Northeastern Baptist College Gives Students a Biblical Foundation for a Lifestyle of Missionary Service

Vice President and Dean of Students Tony Levesque (center) met with students for prayer at Northeastern Baptist College’s Charles & Pauline Hogue Library.

Five Northeastern Baptist College (NEBC) students will depart their southwestern Vermont campus on May 17 with a “biblical foundation and a distinctive blend of academic excellence and practical mentoring”—and with clearcut marching orders “to impact the Northeast, the United States, and the world” with the gospel.

Since New England’s only Southern Baptist school of higher education was founded in 2013 in the mountain town of Bennington, home to 8,800 residents (2023), fifty-two students have graduated into a lifestyle of missionary service, and the college has grown in enrollment size and reputational stature. 

NEBC now counts seventy-five students from fifteen states and eight countries, a dozen full-time professors, and six adjunct faculty. In 2024 they welcomed thirty-one new students—their largest freshmen class—and are on target to have approximately the same number of freshmen for the fall semester. 

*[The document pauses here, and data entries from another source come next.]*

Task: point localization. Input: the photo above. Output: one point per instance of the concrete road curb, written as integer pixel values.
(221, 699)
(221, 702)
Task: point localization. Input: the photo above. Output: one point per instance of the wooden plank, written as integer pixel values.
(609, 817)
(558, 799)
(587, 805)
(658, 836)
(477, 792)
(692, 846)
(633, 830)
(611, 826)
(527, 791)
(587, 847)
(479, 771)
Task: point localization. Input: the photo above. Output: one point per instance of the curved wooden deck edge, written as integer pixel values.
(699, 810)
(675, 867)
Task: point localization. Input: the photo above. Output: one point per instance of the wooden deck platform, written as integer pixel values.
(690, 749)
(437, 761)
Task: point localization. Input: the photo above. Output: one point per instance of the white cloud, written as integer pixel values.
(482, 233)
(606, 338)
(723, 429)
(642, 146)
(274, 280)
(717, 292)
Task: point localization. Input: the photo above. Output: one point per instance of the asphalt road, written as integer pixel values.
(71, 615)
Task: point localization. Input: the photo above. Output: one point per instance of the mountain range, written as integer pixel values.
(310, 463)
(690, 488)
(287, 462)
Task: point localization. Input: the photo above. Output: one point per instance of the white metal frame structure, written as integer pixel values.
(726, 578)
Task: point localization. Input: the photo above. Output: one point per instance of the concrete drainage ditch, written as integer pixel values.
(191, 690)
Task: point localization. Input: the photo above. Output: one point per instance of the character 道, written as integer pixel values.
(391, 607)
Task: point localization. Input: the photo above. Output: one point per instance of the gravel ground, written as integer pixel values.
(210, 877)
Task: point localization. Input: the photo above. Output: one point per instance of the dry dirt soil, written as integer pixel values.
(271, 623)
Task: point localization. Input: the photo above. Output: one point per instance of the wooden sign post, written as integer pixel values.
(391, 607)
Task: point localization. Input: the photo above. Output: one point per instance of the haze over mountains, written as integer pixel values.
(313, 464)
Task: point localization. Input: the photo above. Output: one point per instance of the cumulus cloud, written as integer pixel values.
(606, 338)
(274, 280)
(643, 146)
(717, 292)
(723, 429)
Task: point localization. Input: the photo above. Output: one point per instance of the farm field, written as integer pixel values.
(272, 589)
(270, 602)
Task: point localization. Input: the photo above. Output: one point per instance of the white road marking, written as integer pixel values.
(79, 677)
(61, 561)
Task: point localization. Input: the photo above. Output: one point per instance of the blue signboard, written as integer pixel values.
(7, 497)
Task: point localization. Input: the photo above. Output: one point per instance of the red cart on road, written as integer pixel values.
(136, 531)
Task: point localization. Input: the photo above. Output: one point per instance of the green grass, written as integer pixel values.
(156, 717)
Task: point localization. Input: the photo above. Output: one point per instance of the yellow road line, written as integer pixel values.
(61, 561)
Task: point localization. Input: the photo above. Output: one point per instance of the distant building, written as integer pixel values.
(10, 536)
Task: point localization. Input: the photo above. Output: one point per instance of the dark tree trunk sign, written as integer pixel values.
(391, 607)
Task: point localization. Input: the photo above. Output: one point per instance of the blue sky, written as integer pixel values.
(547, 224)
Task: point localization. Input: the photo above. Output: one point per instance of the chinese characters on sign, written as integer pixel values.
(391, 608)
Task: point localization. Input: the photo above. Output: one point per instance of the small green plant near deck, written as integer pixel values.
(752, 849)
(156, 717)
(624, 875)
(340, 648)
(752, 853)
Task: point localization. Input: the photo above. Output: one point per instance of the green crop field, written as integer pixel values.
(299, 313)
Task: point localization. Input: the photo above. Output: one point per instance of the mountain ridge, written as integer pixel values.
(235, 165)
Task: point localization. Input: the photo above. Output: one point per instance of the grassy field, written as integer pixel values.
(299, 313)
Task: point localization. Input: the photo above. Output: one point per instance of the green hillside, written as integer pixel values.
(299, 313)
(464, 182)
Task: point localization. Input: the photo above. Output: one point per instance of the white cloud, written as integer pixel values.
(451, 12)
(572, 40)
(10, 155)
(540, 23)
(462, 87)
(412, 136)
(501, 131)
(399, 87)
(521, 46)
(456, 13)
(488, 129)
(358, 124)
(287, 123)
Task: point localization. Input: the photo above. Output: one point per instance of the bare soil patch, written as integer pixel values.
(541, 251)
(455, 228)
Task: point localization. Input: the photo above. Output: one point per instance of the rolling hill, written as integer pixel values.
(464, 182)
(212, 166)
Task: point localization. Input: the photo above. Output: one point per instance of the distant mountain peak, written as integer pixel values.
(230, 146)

Among the graduating classes, “Several students have planted churches and some are pastoring churches all through New England and beyond. Others have gone on to run Christian schools and many have gone into business,” reported Vice President and Dean of Students Tony Levesque, who was born in Calais, Maine, and raised in Littleton, New Hampshire. 

After nearly two decades as a project coordinator for a steel bridge builder, he wanted to “live an epic life for the Lord Jesus,” so he studied Christian counseling and pondered a missionary career. Levesque found use for both counseling and missionary service at NEBC, and, he said, “Now I’m building spiritual bridges.”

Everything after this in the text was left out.